As I wrote yesterday, “In the West, consumer prices overall are pushed around by oil. In the East, by food.” In neither case is inflation buoyed by “money printing.” Central banks both West and East are doing things, of course, but none of them amount to increasing the effective supply of money. Failure of inflation, more so economy, the predictable cost.
In yesterday’s article the topic in the East was China. Today, the US CPI confirmed the oily nature of US or European inflation. And in Japan, the Japanese CPI reinforces the role of Eastern food prices.
These had spiked up earlier in 2018 which resulted in simultaneous hardship (even more) for the Japanese people and premature celebrations by Economists who don’t factor household conditions into their models. In the orthodox, central banking world higher inflation is to be welcomed even if only because it (seems to) takes the pressure off.
Bank of Japan Governor Haruhiko Kuroda could hardly contain himself – until food prices decelerated sharply at mid-year. Dreams of hitting the 2% target evaporated as vegetables stopped becoming expensive so quickly.
The second time, accompanying bad weather, even officials were subdued in their reaction. As fast as volatile food prices spike, it all disappeared just as the last one did this time in November.
It left headline inflation, the CPI up just 0.9% year-over-year in November 2018, no closer to the official target despite closing in on ¥600 trillion in BoJ assets.
But the game rolls ever onward anyway. When the BoJ runs out of financial assets to purchase so as to create inert, useless bank reserves perhaps it can start buying up parcels of ocean water or clouds that pass over Japan in the sky. The results will be exactly the same.
If there are detectible rhythms in the Japanese economy they don’t originate in Kuroda’s office conferences. In 2017, there was some general improvement in it, which is why BoJ officials were so quick to crown their perceived success over inflation early on last year.
Like the CPI, however, that economic improvement largely disappeared. This became much clearer as the calendar wore on, explaining also why in the second CPI spike the reaction to it was so much more, dare I write, muted.
We’ve seen these rhythms repeated all over the world; 2017 somewhat better; 2018 back down circling the drain again. In terms of household spending and income, the inflections are the same as they have been globally. Japanese money and the money that drives the margins of the global economy does not originate with the Bank of Japan.
The eurodollar system turned the wrong way in 2018 (starting in 2017) and the consequences are written all over something like Japan Household Spending and Income. In 2017, under Reflation #3, household spending averaged -0.3% as contraction remained under the effects of the prior downturn. In the last six months of that year plus January 2018 (in what more and more appears the final month of that reflation trend), the average was +0.7% which isn’t much but for Japan it seemed huge.
For all of 2018 through November, -0.5%; with spending contracting in each of the past three months and positive in only two of the past ten. Japan’s economy is right back down to where it wasn’t supposed to return.
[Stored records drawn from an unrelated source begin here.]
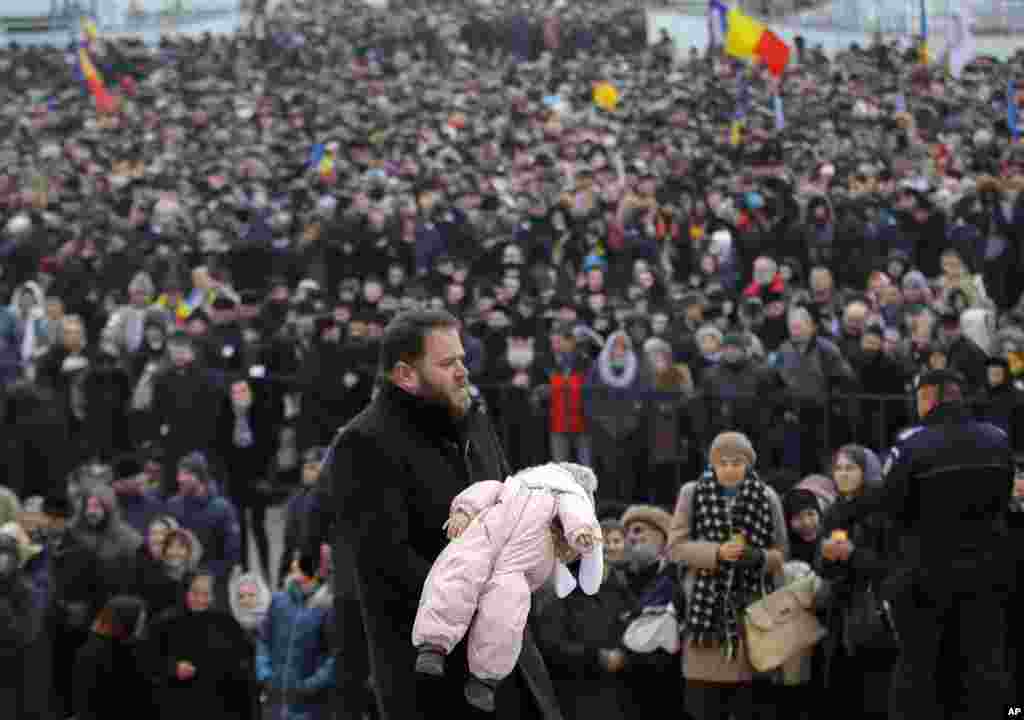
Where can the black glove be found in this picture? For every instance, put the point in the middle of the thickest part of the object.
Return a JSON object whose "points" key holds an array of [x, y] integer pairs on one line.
{"points": [[752, 557]]}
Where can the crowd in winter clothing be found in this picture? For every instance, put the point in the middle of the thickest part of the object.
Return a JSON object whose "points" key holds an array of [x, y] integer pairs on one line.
{"points": [[198, 285]]}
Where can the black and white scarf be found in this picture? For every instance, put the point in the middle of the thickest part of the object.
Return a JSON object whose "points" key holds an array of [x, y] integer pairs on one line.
{"points": [[721, 595]]}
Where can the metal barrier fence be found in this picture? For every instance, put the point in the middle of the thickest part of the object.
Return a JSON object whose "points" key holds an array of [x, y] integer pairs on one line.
{"points": [[890, 16], [644, 445]]}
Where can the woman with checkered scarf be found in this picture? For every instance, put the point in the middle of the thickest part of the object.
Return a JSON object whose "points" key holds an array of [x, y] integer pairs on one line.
{"points": [[729, 530]]}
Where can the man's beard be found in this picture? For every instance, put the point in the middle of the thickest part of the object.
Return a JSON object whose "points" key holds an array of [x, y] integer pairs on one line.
{"points": [[457, 404]]}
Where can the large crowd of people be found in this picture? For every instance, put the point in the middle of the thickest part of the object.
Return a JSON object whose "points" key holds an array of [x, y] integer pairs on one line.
{"points": [[199, 284]]}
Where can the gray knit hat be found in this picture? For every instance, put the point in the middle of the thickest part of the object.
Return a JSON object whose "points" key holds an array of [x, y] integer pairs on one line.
{"points": [[732, 443]]}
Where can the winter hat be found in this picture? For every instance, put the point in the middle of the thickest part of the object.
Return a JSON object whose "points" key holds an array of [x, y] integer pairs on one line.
{"points": [[56, 506], [611, 524], [314, 455], [142, 283], [732, 443], [197, 464], [707, 330], [584, 476], [798, 500], [249, 618], [9, 505], [866, 460], [649, 514], [308, 562], [26, 548], [734, 340], [914, 280], [655, 345], [186, 537]]}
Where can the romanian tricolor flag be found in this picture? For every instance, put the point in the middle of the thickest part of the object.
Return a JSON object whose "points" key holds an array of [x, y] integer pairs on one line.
{"points": [[745, 38], [89, 32], [94, 81]]}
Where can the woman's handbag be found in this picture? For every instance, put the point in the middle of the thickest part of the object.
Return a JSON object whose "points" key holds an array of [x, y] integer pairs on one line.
{"points": [[867, 625], [781, 625]]}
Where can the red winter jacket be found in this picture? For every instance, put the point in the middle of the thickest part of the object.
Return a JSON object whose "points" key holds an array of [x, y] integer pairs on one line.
{"points": [[566, 403]]}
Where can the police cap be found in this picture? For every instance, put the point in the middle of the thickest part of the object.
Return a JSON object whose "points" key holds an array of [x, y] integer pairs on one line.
{"points": [[939, 377]]}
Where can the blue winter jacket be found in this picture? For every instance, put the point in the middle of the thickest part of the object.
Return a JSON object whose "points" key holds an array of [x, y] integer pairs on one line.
{"points": [[10, 364], [138, 510], [293, 653], [215, 523]]}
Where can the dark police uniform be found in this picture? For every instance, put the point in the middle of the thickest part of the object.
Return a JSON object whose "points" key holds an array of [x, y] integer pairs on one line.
{"points": [[947, 483]]}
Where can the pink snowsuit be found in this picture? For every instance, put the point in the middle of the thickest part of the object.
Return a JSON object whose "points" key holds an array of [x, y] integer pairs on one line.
{"points": [[493, 567]]}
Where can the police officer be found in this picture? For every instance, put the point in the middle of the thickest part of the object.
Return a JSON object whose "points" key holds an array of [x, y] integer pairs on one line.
{"points": [[947, 483]]}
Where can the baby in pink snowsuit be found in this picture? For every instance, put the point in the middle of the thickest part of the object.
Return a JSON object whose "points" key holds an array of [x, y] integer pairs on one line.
{"points": [[503, 549]]}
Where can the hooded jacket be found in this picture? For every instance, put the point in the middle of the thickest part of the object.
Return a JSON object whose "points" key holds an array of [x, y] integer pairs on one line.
{"points": [[113, 543], [34, 336], [214, 520], [294, 654]]}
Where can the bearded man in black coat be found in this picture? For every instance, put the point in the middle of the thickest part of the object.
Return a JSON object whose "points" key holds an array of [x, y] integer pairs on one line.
{"points": [[388, 482]]}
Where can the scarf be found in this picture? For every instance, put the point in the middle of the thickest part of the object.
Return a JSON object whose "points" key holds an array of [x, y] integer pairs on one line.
{"points": [[721, 595], [243, 430]]}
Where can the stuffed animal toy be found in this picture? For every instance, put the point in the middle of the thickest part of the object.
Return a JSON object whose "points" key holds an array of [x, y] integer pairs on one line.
{"points": [[508, 538]]}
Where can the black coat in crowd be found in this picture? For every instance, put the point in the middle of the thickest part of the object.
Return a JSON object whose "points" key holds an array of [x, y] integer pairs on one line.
{"points": [[389, 484], [218, 647]]}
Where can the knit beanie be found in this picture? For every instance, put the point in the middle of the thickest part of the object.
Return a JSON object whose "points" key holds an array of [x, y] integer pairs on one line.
{"points": [[649, 514], [656, 345], [734, 340], [914, 280], [706, 330], [798, 500], [196, 464], [732, 443]]}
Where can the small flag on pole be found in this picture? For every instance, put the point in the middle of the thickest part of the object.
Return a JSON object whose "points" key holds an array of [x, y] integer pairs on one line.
{"points": [[739, 117], [1012, 110], [924, 32], [749, 39]]}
With GDP negative in two out of 2018’s three quarters, the economic turn isn’t one limited to just beleaguered Japanese households.
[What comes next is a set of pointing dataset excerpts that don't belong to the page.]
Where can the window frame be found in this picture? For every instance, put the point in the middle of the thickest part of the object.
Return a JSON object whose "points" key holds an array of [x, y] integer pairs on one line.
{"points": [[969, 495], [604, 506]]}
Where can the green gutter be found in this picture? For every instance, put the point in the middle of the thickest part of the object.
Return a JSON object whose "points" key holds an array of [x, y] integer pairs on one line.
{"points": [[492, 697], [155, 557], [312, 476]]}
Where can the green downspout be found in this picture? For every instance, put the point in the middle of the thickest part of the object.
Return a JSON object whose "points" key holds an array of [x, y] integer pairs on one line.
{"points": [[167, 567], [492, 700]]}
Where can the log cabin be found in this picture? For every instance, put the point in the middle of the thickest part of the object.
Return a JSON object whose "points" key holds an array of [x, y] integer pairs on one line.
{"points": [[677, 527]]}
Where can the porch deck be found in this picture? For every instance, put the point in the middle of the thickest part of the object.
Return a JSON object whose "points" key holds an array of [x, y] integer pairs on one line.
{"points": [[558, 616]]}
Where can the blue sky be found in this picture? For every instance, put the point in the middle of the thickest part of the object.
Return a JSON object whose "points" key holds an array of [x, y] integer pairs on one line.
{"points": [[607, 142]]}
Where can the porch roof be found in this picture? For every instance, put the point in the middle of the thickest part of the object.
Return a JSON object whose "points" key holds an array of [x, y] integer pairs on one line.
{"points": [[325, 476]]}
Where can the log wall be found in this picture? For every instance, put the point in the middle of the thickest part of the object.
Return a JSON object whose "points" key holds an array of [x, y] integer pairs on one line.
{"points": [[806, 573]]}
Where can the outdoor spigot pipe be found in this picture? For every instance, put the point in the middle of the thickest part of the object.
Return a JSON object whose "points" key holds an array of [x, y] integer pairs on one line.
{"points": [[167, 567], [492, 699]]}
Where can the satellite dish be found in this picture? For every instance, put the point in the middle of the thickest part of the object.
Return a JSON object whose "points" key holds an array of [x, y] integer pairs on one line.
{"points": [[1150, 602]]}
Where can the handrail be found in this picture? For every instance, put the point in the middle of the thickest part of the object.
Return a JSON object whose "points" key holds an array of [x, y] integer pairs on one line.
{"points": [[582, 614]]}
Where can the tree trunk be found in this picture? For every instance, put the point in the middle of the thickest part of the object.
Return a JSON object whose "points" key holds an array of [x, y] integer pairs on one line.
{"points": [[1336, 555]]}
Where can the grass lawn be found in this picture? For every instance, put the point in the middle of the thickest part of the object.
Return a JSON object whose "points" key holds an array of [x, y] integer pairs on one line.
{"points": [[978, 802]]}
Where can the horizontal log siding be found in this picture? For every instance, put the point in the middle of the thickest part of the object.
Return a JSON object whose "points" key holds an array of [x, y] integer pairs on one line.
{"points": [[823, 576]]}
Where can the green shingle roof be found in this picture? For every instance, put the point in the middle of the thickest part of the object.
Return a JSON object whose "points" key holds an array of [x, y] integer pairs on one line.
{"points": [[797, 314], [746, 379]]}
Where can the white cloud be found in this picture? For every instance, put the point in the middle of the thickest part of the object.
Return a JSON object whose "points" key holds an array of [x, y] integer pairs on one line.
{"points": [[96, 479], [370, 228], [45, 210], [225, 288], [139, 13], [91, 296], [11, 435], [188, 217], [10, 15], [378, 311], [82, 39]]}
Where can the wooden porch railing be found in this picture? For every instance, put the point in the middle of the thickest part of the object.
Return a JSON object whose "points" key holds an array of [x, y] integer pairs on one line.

I can’t decide which one is the worse case; in Japan, at least, the Japanese people don’t seem all that bothered by almost three decades of inept policy. It has led to a sort of political stability only bordering on insanity. It’s as if Japan has put itself into a deep freeze hibernation and they are perfectly willing to be OK with the sleep.
These results being replicated elsewhere have moved the whole world the other way, though. Rather than chilling the globe’s various populations, the lack of growth has heated up serious political and social instability. Brexit, Trump, Bernie, Bolsinaro, AOC, Itexit, Emperor Xi, these had all followed the 2015-16 downturn.
In the one sense that’s good; it could lead to the way out, a wake-up call or opening that maybe somewhere someone finally “gets it” that the economy is broken because central bankers don’t know their jobs (a fact made more obvious by the ridiculous overhyping of 2017). That would be a far more preferable scenario than Japan’s three lost decades. One is more than enough already.
Then again, if history has taught humans anything it is that you can’t control fire. It has a way of breaking free and consuming. In mathematics, chaos theory, it is the unpredictability of complex systems that can be hugely upset by the smallest little nothing (spark) when that system reaches a critical state. That’s the real danger of Euro$ #4 globally, another downturn that unleashes wildly unpredictable backlashes.
Kuroda doesn’t have to worry about that. We might. Japan’s economy gives us insight, short run and long run, into the economic possibilities ahead. Its political situation does not.